Cumhurbaşkanı Recep Tayyip Erdoğan, eğer halk talep ederse ve TBMM’den geçerse, idam cezasının geri getirilmesine onay vereceğini söylüyor. Dün de bu ülkenin Başbakanı Adnan Menderes ve Bakanları Fatin Rüştü Zorlu ile Hasan Polatkan’ın idam edilişlerinin 57’inci yıl dönümüydü. Öyle görülüyor ki, bu ülkede idam cezasının geri getirilmesine yönelik bir tasarının Meclis’e gelme ihtimali var.  

Dünya genelinde durum

Önce hemen, dünya üzerinde bu konuyla ilgili uygulamalara bir göz atalım ve Uluslararası Af Örgütü’nün verilerine yakından bakalım. 102 ülke idam cezasını tamamen yasaklamış durumda. 32 ülke idam cezasını resmen kaldırmamış olmasına rağmen en az 10 yıldır uygulamıyor. 58 ülke ise idam cezasını uygulamaya devam ediyor. 2015 yılında bir önceki yıla göre yüzde 54 artışla 1.634 kişi idam edildi ve bu idamların yüzde 89’u sadece 3 ülkede (İran, Pakistan, Suudi Arabistan) gerçekleşti.

Unutmayalım ki Türkiye, 1949’dan beri halen 47 üyesi bulunan Avrupa Konseyi üyesi. Bu ülkelerde 22 yıldan beri idam cezası uygulanmıyor. Türkiye, 1963 yılında imzalanan Ankara Anlaşması’yla AB ile ilişkisini üyelik hedefli kurdu. Ama diğer yandan Avrupa Konseyi’nin ve dolayısıyla Avrupa İnsan Hakları Mahkemesi’nin kurucu üyeleri arasında bulunuyor.  Bu da Türkiye’yi AB adayı bir ülkenin ötesinde Avrupa’nın demokrasi ve insan hakları kültürüne ait bir ülke konumuna sokuyor. Yani idam cezasına yönelik tartışmalar, Türkiye’nin Avrupa kıtasındaki rolünü doğrudan etkileyeceği gerçeği önümüzde.

Avrupa’da idam yok

47 Avrupa Konseyi üyesi ülkenin oluşturduğu coğrafi alanda 1997 yılından bu yana 1 tane dahi idam cezası uygulanmadı. Türkiye dahil, 47 ülkenin 44’ü, idam cezasını her şart altında yasaklayan 13 No’lu Protokol’e taraf oldu. Taraf olmayan Rusya, Azerbaycan ve Ermenistan’da ise, idam cezası uygulanmıyor.  Bir ülkenin Avrupa Konseyi’ne üye olabilmesi için temel kriterler arasında idam cezasının kaldırılması yer alıyor.

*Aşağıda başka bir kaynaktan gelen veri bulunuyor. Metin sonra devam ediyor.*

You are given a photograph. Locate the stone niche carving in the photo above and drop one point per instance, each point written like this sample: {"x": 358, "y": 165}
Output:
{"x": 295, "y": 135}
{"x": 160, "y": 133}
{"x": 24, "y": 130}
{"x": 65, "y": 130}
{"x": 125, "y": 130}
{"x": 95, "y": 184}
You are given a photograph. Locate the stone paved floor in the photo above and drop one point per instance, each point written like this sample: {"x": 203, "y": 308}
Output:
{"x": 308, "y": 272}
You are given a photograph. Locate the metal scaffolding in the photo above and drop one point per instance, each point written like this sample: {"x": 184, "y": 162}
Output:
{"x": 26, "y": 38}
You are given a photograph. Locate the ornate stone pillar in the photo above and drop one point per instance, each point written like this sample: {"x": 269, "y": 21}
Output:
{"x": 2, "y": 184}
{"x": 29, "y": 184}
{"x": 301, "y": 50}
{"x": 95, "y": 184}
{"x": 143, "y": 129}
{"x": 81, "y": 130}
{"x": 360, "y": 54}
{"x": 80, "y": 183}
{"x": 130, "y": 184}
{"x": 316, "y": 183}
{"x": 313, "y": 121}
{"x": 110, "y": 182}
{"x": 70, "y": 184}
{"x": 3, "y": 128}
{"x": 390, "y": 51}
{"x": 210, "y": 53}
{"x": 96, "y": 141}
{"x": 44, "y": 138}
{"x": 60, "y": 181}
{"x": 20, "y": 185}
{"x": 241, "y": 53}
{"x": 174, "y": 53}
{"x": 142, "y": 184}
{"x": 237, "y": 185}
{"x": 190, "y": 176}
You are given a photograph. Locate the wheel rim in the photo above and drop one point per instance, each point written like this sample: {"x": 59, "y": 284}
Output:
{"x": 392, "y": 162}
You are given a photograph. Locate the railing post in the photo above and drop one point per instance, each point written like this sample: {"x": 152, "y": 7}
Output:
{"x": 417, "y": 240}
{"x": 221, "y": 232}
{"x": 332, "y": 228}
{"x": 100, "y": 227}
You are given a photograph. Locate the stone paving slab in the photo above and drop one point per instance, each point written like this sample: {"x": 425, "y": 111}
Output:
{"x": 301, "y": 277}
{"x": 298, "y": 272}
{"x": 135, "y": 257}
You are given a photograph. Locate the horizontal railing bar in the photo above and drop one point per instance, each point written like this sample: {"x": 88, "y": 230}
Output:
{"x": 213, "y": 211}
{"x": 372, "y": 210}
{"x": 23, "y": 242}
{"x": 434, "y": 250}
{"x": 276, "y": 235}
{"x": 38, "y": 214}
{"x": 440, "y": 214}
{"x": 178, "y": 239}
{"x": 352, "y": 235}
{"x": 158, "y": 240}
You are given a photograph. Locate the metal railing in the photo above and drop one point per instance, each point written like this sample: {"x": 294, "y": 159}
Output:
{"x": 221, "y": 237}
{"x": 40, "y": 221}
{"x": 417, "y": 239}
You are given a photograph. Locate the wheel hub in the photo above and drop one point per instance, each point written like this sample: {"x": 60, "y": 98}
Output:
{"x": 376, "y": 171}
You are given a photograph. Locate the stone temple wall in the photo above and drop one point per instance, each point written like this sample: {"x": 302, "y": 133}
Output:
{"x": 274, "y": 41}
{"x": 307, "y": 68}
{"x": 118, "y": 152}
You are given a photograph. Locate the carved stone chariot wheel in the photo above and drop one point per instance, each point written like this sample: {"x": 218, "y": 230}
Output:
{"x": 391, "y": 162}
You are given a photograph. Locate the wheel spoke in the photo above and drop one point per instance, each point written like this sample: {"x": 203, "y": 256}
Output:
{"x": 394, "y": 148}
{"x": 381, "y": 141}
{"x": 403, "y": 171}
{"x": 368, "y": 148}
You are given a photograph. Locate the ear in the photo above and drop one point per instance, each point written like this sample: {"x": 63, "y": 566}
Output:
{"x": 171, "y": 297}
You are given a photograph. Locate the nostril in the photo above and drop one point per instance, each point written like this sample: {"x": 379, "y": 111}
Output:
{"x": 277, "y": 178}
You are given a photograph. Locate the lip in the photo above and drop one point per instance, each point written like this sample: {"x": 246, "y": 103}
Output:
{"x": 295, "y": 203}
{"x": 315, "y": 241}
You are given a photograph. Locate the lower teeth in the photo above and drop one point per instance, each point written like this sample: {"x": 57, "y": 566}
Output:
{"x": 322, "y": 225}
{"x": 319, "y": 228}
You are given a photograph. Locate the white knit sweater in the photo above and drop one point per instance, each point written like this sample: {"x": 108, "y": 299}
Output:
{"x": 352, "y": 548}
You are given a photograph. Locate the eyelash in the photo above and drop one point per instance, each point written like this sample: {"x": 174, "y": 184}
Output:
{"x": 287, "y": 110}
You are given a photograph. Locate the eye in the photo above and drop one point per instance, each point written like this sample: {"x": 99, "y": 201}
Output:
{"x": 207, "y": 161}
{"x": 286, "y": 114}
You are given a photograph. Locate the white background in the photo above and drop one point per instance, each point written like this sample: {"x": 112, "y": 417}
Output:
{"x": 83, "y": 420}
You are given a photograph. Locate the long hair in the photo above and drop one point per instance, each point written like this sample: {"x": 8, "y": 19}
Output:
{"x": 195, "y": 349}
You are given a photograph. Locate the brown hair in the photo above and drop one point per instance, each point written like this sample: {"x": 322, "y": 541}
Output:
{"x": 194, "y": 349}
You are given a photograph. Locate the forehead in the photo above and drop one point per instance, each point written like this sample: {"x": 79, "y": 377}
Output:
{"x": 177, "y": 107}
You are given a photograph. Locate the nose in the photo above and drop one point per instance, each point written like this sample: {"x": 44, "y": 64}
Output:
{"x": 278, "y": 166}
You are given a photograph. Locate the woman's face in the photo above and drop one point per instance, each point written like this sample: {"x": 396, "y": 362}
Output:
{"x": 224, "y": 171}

Yani idam cezasının uygulanması, Türkiye’yi tamamen Avrupa’nın dışına itecektir. Bu kaçınılmaz bir durum.

Öte yandan iç hukukta bu düzenleme yapılsa bile, Avrupa ile bağımlı olduğumuz hukuk sistemi bunu engelliyor. Türkiye, Avrupa insan hakları rejiminin şekillenmesinde kilit rol oynayan ülkelerden biri. Bu noktadan hareketle, Türk anayasasında olduğu gibi Avrupa İnsan Hakları Sözleşmesi’nin 2’nci ve 3’üncü maddeleriyle yaşama hakkının garanti altına alındığı, işkence ve insanlık dışı muamelenin önüne geçildiği ek protokollerle de idam cezasının yasaklandığını belirtmek gerek.

Devlet yaşam hakkını korur

Sonuçta Türkiye’nin 34 seneden beri hiçbir şekilde uygulamadığı ve kanuni olarak da 14 yıl önce kaldırdığı idam cezasının geri getirilmesinden söz ediliyor.  Avrupa ile siyasi ilişkileri, Avrupa Konseyi üyeliğinin bitişini ya da AB üyelik hedeflerinin sona erişini bir kenara bırakalım, ekonomik açıdan bakıldığında da Türkiye göbeğinden Avrupa’ya bağımlı. Yabancı yatırımların 3’de 2’si bu kıtadan. Gümrük Birliği ilişkisi ile işbirliği içinde olduğu bir durum söz konusu. Avrupa Konseyi, NATO ve OECD üyeliği gibi kurumsal ilişkilerimiz var ve bu ilişkiler, Türkiye’nin güvenliği, istikrarı ve çağdaş dünya ile ilişkileri açısından kritik önemde.

İdam cezasının geri getirilmesi Türkiye’nin çağdaş dünyanın bir üyesi olarak varlığının ve kimliğinin sorgulanmasına neden olacaktır. Türkiye düşmanları ile ırkçı ve aşırı sağın eline büyük bir koz verecektir ve daha da önemlisi, koruma altına alınması gereken bir hak olan ‘insanların yaşama hakkı’, devlet eliyle ellerinden alınacaktır.